Optimizing the central role of engaging patients through deliberate and consistent efforts by healthcare professionals and systems to: 1) identify what outcomes of their care are most important to these patients; 2) assess their perspectives, needs, and capabilities; 3) foster shared decision-making regarding their plans of care; 4) promote shared accountability for actions related to these care plans; and 5) ensure trusting, reciprocal, and respectful relationships.2

Caregiver Engagement

Optimizing the central role of engaging caregivers through deliberate and consistent efforts by healthcare professionals and systems to: 1) identify what outcomes of care are most important to caregivers related to their role in caring for patients; 2) assess their perspectives, needs, and capabilities; 3) foster shared decision-making related to patients’ plans of care; 4) promote shared accountability for actions related to these care plans; and 5) ensure reciprocal and respectful relationships.2

Complexity Management

Person-centered care that is holistic, consistent with patients’ goals and characterized by anticipation, prevention, or early identification of problems (including health problems that develop during the acute hospitalization), that represent the most common clinical reasons for poor outcomes among the target population.3,4 This high-risk, chronically ill patient population presents clinicians and caregivers with challenging care issues associated with managing complex physical, emotional and social needs. One critical dimension of complexity management is the issue of medications. Medication management is person-centered care characterized by an organized effort to ensure optimum therapeutic outcomes for patients through greater accuracy in medication use and reduction of adverse events. Efforts to promote adherence are integrated within a comprehensive care plan.5

Patient Education

Continuous interactive teaching and learning processes involving the healthcare team and patient.
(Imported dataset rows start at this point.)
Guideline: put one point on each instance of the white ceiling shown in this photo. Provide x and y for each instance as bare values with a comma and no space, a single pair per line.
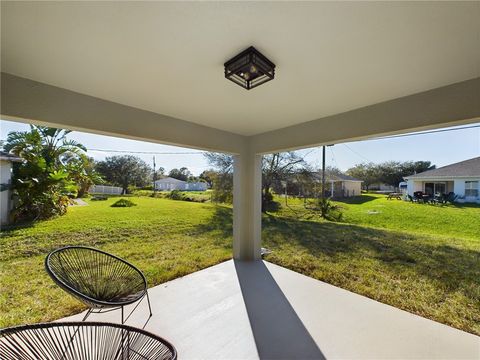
168,57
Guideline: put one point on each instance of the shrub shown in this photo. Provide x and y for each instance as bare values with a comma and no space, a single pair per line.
123,203
99,197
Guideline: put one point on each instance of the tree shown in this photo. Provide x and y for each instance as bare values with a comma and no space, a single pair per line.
209,177
181,174
368,173
42,183
221,177
82,171
125,171
275,167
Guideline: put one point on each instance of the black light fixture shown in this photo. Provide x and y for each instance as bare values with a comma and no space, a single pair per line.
249,69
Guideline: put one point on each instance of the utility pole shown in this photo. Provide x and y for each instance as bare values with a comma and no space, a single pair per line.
323,173
154,175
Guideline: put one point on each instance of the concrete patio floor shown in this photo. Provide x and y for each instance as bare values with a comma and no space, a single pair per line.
251,310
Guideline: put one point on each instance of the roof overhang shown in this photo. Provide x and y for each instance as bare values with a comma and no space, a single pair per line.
154,70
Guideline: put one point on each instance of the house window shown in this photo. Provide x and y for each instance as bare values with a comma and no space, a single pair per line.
471,188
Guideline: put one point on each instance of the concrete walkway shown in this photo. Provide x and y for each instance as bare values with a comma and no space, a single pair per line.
251,310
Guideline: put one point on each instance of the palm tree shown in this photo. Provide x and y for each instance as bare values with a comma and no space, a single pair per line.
42,182
48,143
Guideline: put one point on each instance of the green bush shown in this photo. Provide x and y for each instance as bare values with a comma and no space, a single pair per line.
123,203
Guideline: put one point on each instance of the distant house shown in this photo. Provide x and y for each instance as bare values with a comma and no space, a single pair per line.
6,160
340,185
169,183
462,178
381,187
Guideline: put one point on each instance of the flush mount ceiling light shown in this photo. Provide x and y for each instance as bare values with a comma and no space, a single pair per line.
249,69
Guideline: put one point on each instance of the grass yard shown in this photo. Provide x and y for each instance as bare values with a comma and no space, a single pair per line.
421,258
164,238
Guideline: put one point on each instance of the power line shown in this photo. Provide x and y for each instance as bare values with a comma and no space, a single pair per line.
425,132
357,153
333,156
149,152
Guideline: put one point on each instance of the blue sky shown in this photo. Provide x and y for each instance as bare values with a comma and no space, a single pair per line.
441,148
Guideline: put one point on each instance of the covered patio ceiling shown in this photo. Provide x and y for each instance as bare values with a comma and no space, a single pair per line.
154,71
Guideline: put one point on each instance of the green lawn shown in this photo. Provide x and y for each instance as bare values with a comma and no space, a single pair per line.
421,258
164,238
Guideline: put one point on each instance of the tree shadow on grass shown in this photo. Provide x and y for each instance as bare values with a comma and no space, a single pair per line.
453,267
360,199
220,224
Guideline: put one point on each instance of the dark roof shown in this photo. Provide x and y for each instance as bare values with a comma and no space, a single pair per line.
169,179
467,168
10,157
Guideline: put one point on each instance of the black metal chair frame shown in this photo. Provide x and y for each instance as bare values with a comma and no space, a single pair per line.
97,306
82,341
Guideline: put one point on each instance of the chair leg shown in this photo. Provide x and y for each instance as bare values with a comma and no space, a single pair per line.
87,314
149,306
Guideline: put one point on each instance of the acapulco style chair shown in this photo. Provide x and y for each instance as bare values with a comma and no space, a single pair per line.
82,341
102,281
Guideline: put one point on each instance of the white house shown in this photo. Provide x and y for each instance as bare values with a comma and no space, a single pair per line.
169,183
340,185
6,161
462,178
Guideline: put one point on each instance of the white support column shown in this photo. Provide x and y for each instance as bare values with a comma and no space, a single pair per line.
247,206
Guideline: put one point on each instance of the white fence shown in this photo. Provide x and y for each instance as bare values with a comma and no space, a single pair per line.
105,189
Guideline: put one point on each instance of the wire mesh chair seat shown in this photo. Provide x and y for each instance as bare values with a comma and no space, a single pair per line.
98,279
82,341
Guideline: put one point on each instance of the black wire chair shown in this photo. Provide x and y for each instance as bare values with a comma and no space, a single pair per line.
82,341
104,282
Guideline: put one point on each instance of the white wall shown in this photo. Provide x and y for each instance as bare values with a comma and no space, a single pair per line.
5,178
352,188
105,189
459,187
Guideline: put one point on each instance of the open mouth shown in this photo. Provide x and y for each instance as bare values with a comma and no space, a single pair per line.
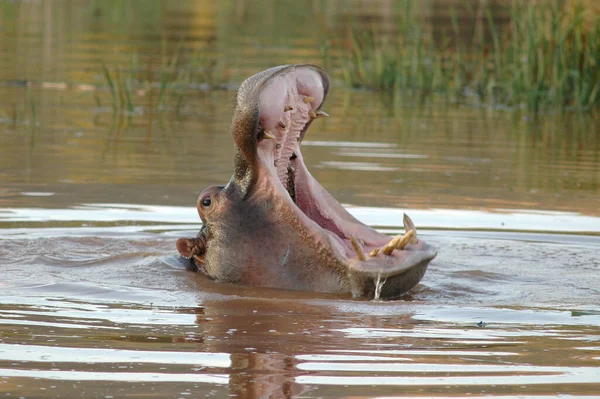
272,194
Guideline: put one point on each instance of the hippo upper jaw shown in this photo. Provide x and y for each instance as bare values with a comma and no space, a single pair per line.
281,228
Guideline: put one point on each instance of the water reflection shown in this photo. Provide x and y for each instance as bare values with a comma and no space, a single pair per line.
95,302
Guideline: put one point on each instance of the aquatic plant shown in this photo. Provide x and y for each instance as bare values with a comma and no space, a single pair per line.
546,58
158,87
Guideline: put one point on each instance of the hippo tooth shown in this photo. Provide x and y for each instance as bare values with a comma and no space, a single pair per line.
268,135
359,253
409,225
390,246
406,238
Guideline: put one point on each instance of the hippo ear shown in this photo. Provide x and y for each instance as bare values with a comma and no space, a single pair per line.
262,101
185,247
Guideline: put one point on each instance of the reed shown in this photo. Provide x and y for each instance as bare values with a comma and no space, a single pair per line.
545,59
143,87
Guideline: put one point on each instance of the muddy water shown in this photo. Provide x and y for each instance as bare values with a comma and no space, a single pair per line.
94,301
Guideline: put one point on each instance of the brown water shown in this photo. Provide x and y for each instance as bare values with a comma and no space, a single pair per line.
95,302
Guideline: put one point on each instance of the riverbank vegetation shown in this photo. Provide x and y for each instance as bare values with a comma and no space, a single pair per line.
547,57
544,57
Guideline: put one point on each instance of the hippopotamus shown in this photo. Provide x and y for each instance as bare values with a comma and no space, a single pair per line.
274,225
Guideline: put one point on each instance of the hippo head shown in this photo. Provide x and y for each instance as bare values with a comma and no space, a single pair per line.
274,225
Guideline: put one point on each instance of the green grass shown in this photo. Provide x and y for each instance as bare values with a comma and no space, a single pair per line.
545,59
150,88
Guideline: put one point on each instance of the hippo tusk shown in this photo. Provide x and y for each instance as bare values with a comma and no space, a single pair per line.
406,238
359,253
268,135
390,246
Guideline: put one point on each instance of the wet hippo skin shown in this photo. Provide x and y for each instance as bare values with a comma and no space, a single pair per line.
274,225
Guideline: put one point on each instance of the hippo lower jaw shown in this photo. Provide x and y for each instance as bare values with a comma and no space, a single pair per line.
286,179
307,240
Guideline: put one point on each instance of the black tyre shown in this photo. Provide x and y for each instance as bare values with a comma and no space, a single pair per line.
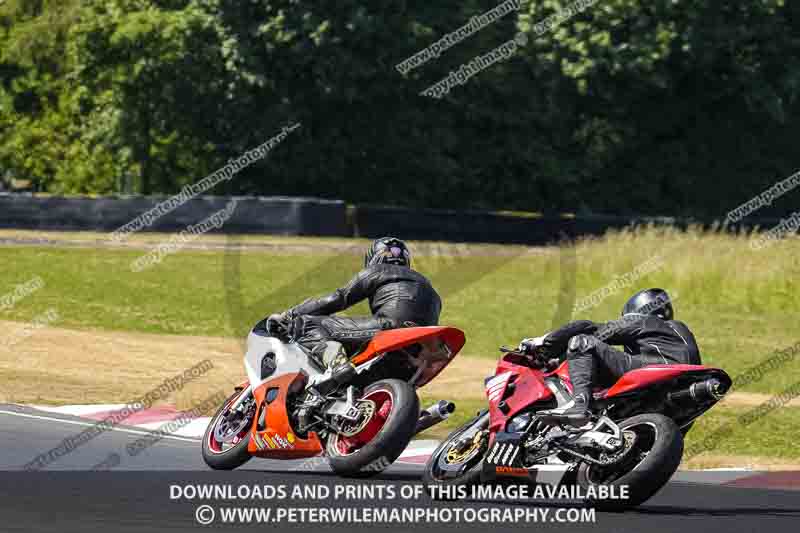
391,414
227,436
652,459
459,459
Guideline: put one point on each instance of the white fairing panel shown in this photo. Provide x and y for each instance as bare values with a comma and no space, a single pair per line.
289,359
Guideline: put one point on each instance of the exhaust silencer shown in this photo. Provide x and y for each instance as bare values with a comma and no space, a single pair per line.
703,391
438,412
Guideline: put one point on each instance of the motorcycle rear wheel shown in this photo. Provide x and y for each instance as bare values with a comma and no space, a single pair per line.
228,455
654,458
380,439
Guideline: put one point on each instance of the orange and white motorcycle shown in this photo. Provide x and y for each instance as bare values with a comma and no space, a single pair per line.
360,416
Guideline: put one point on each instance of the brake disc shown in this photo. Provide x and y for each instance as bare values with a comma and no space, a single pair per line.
366,410
456,455
233,423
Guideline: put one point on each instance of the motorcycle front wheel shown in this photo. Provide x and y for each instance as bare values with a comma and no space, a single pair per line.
226,437
459,459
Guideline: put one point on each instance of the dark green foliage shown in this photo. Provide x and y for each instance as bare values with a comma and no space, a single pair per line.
654,107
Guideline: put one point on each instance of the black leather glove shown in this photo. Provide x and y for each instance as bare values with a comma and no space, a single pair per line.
278,325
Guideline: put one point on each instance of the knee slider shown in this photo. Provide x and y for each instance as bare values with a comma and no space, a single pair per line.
580,344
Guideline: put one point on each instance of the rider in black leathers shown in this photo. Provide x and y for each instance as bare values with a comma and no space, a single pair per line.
647,332
398,297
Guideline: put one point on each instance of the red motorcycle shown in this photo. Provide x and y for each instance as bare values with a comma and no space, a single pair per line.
635,438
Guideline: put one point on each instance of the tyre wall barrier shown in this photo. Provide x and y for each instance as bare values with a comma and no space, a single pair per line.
272,215
312,216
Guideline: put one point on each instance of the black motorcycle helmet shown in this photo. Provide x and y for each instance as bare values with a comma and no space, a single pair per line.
654,302
388,250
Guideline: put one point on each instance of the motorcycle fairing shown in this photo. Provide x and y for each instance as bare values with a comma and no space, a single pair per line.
277,440
646,376
439,344
503,460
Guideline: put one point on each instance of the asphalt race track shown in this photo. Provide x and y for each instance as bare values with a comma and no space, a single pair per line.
135,495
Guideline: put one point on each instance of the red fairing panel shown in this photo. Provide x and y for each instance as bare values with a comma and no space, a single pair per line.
529,388
642,377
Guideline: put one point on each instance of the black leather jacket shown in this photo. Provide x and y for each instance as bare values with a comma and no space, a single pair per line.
639,334
395,292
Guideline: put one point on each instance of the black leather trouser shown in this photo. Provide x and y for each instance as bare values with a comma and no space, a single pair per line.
592,361
353,332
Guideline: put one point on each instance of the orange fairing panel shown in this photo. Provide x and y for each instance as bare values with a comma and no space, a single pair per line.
394,339
278,440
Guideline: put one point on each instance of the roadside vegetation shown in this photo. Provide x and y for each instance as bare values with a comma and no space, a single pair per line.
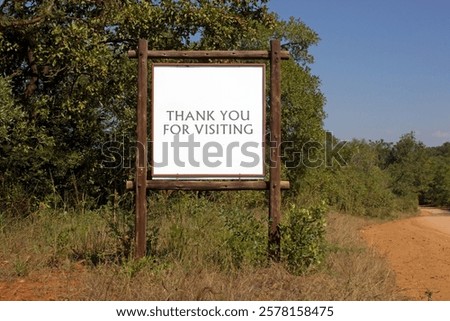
67,114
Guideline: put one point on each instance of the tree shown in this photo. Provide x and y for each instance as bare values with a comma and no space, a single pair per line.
74,90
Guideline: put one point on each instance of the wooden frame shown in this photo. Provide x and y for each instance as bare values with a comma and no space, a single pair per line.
274,185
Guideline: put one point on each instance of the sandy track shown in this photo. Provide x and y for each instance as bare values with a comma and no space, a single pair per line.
418,250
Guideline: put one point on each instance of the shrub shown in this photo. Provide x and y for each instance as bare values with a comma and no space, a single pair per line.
303,237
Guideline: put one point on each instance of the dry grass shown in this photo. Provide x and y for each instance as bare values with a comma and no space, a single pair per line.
351,271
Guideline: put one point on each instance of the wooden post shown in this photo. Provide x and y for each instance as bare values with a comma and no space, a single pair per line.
141,152
275,145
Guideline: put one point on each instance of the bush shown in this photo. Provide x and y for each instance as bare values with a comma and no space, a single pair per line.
303,237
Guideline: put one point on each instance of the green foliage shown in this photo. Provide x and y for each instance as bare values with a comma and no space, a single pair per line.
192,227
71,92
303,237
361,187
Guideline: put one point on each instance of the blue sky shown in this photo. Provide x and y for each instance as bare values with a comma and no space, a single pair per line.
384,65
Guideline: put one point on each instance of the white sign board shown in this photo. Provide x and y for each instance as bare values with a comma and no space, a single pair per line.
208,121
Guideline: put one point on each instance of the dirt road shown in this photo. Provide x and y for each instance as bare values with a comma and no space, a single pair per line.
418,250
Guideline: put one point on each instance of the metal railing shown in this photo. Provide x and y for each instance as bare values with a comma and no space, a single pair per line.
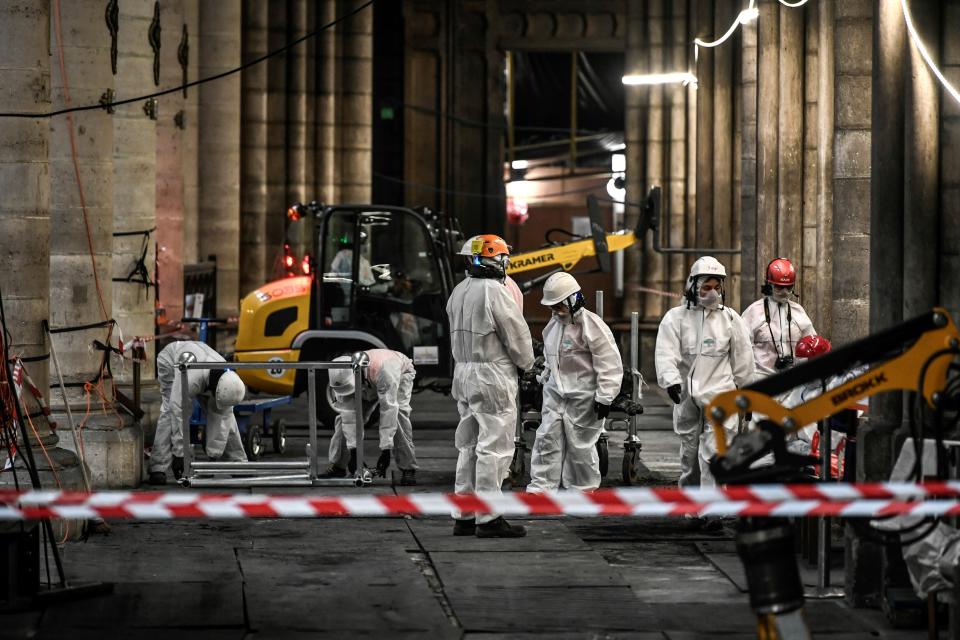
280,473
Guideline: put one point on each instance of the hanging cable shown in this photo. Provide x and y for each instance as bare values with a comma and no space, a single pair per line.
187,85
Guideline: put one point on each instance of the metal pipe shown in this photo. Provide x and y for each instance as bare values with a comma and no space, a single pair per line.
312,424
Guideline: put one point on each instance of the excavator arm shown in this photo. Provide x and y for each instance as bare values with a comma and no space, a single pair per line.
915,355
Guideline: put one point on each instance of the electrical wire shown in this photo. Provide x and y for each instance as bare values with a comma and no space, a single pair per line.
915,37
194,83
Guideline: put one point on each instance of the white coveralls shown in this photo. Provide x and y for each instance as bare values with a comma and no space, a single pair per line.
490,340
222,434
583,366
788,323
391,376
706,352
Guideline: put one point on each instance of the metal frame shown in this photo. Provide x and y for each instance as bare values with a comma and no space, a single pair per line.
272,474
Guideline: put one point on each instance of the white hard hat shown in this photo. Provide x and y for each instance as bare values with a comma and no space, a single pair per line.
707,266
558,288
230,390
341,380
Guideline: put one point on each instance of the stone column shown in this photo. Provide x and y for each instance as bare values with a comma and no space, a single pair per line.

Participation in these processes should be based on an assessment of patients’ goals and designed to: 1) enable patients to assume increased responsibility for their own health; 2) employ strategies that encourage patients to make healthier lifestyle decisions; 3) increase patient competencies to promote adherence to medication and other therapies; 4) avoid or reduce adverse events related to their illnesses or treatments; 5) ensure continuity of care; and 6) promote independence in activities of daily living.2

Caregiver Education

Deliberate and consistent efforts to involve caregivers in decision-making regarding patient care. Caregivers are prepared with the skills needed to care for patients following hospital discharge, including skills in early identification and management of worsening symptoms. Caregivers are provided with access to community resources and supports and develop competencies and confidence that can help provide for patients’ needs and address their own needs.2,6

Patient and Caregiver Well-Being

Recognition of patients’ and caregivers’ emotional reactions to stressful experiences and deliberate efforts by healthcare team members to acknowledge such reactions, foster coping skills, enable care recipients to be respected and treated as whole human beings, and support decisions that positively contribute to patients’ and caregivers’ quality of life.7

Care Continuity

Comprehensive implementation of individualized care plans including ensuring timely access to appropriate, high-value health and community-based services (management continuity), timely exchange of information between and among all team members (informational continuity), and access to continuous sources of care to foster trust with patients and caregivers (relational continuity).3,5,8,9

Accountability (Clinician/Team/Organizational)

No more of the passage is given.